You can't live without the feeling low.
It's just a natural part of life. Last night I hit a wall, and was legitimately questioning my significance. It was so paralyzing. The feeling that I didn't want to get out of bed again; feeling like it wouldn't matter to anyone if I did anyway.
I am also finding myself questioning whether the things I hold closest to my heart are actually healthy for me.
This is the book about life that doesn't get written. It's too painful. The idea of broken relationships, lost love, lack of respect for self and others...these are things that happen on a daily basis. These are the endings that don't have a nice little bow on top of the box. The reality that there isn't always a happy ending and that people will leave hurting.
In the end you end up questioning if anything is worth it. If there will be healing, help and a newfound peace despite the loss.

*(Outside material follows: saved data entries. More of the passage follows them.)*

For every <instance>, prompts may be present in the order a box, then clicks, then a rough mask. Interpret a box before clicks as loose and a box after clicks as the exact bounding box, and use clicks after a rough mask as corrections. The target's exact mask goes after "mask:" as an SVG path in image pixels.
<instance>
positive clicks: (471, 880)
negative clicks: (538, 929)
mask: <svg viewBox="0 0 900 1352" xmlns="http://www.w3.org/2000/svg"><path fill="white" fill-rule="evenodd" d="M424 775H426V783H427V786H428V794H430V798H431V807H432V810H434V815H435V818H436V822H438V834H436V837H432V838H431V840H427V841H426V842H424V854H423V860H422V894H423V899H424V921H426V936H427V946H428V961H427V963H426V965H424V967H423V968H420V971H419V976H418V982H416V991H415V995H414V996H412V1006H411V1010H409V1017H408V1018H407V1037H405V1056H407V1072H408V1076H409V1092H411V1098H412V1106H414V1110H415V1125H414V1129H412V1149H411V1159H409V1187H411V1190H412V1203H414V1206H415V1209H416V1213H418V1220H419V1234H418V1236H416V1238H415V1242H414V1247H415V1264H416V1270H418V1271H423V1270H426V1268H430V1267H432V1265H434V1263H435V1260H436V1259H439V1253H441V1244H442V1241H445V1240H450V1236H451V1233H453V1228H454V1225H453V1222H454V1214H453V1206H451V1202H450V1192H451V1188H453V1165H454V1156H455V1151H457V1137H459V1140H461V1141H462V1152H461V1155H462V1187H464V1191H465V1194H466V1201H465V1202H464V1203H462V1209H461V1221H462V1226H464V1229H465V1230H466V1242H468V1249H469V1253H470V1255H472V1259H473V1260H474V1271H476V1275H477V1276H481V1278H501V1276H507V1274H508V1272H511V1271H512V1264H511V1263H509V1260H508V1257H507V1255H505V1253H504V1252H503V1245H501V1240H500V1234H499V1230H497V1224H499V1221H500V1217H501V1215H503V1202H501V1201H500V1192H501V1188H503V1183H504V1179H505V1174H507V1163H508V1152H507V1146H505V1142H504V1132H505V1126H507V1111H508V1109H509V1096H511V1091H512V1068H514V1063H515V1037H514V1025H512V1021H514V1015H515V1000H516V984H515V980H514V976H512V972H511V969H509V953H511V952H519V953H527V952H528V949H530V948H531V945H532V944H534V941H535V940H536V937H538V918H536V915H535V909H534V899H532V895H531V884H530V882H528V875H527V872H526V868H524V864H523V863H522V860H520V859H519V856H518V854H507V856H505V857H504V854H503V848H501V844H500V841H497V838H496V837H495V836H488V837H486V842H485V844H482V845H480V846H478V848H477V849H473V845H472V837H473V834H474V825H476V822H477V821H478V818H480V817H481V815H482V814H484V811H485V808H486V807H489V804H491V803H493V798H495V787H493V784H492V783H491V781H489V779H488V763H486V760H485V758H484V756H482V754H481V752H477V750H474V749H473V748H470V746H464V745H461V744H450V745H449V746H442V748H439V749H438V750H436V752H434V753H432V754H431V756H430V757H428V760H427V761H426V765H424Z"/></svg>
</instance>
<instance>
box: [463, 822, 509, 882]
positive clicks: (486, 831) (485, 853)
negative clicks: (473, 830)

I questioned it last night. I find myself wondering if this is how it will be for the rest of my short stay here on earth.
It does get better.
Today is a new day, and despite the feelings I chose not to act selfishly. There are so many people in this life that have helped me. Who have repeatedly picked me up and brushed me off. They have stopped the bleeding from my wounds. They are the reason I live.
There's also this guy I know. Jesus. I know for a fact the truth amidst the chaos of my mind... and that is that He saved and continues to save me from myself.
I'll be the first to tell you that life is hard, and as a follower of Jesus I won't sugarcoat the truth. It can be ugly. Things do get messy and people do leave. It's just the reality of living in a broken world...
Each day is a battle and I may face more trials, but in Him I know I will win this fight.